Traffic volume is influenced by time, weather, and weekday-hour interactions. Time of Day and Weekday are the strongest predictors of high traffic.
Rainfall slightly reduces traffic odds, while temperature increases it. Snowfall appears to have no significant effect, likely due to data sparsity.
Sunday sees the most consistent drop in traffic. Traffic is least likely on weekends.

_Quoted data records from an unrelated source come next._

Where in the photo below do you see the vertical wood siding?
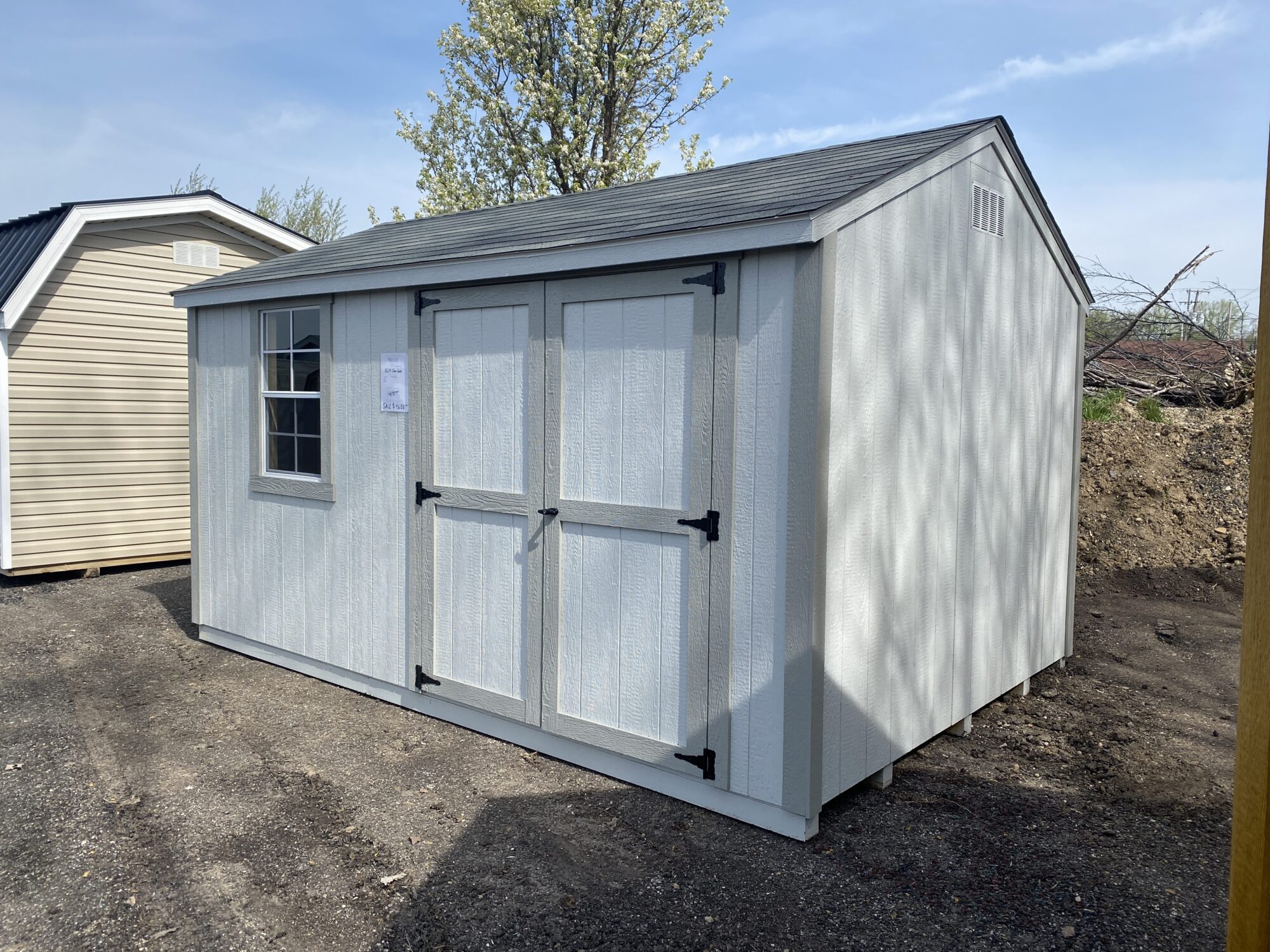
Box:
[197,291,410,684]
[433,305,530,493]
[558,523,688,746]
[433,505,530,699]
[823,150,1078,800]
[561,294,692,509]
[730,250,787,803]
[9,220,284,569]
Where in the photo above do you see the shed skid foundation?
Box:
[0,552,189,578]
[198,625,819,840]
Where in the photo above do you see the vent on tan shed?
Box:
[970,183,1006,237]
[171,241,221,268]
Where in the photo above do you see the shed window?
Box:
[260,307,321,476]
[250,302,334,500]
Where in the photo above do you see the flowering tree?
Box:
[389,0,729,218]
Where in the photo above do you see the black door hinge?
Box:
[674,748,714,781]
[414,664,442,691]
[683,261,726,294]
[678,509,719,542]
[414,291,441,314]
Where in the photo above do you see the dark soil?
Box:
[0,566,1242,952]
[1077,402,1252,574]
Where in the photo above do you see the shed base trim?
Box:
[198,625,819,840]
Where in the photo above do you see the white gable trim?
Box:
[812,124,1092,305]
[0,195,314,330]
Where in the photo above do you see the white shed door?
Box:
[542,267,718,777]
[417,283,544,724]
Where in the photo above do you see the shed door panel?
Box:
[417,283,544,724]
[542,268,714,777]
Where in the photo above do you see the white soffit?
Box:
[0,195,314,330]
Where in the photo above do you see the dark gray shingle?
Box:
[184,119,996,291]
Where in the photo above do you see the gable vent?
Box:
[171,241,221,268]
[970,183,1006,237]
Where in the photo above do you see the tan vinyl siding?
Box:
[9,220,287,570]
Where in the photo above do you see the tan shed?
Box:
[0,192,312,575]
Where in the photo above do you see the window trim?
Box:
[248,297,335,503]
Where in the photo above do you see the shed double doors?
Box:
[414,267,719,777]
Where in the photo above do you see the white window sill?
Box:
[248,475,335,503]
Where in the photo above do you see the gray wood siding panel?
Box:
[822,151,1078,800]
[730,250,794,803]
[197,292,413,684]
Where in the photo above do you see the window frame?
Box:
[248,297,335,503]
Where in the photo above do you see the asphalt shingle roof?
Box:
[179,119,997,291]
[0,204,72,305]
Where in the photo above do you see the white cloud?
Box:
[1045,175,1265,300]
[706,109,959,164]
[937,9,1234,104]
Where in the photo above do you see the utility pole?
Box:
[1226,125,1270,952]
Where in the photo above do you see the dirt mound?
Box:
[1077,402,1252,575]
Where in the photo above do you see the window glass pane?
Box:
[291,307,321,350]
[264,354,291,390]
[291,352,321,393]
[296,437,321,476]
[265,435,296,472]
[291,400,321,437]
[264,397,296,433]
[264,311,291,353]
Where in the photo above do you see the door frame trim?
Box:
[542,260,738,788]
[405,281,545,726]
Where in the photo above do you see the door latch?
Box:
[678,509,719,542]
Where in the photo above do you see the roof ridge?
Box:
[0,188,231,228]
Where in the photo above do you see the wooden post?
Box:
[1226,131,1270,952]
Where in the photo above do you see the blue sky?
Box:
[0,0,1270,300]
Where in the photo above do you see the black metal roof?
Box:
[0,189,312,303]
[187,118,1005,291]
[0,204,72,310]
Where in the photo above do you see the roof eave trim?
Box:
[173,212,814,307]
[0,194,314,330]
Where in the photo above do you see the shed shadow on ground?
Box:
[375,774,1219,951]
[140,574,198,641]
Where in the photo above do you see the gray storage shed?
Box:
[177,118,1091,838]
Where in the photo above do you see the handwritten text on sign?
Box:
[380,354,410,414]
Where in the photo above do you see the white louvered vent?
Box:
[171,241,221,268]
[970,182,1006,237]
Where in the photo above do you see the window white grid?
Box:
[171,241,221,268]
[260,307,323,479]
[970,182,1006,237]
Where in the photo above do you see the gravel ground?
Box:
[0,565,1242,952]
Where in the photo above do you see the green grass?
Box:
[1138,397,1165,423]
[1081,387,1124,423]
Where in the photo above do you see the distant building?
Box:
[0,192,314,575]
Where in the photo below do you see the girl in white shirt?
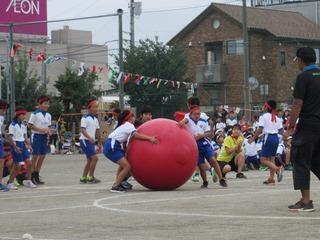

This model could be used to predict congestion windows and help city planners or commuters schedule travel accordingly.
Targeted Traffic Alerts during high-risk hours and weekdays.
Traffic mitigation strategies during high-temperature or adverse weather forecasts.
City Planning: Use low-traffic periods for construction or maintenance.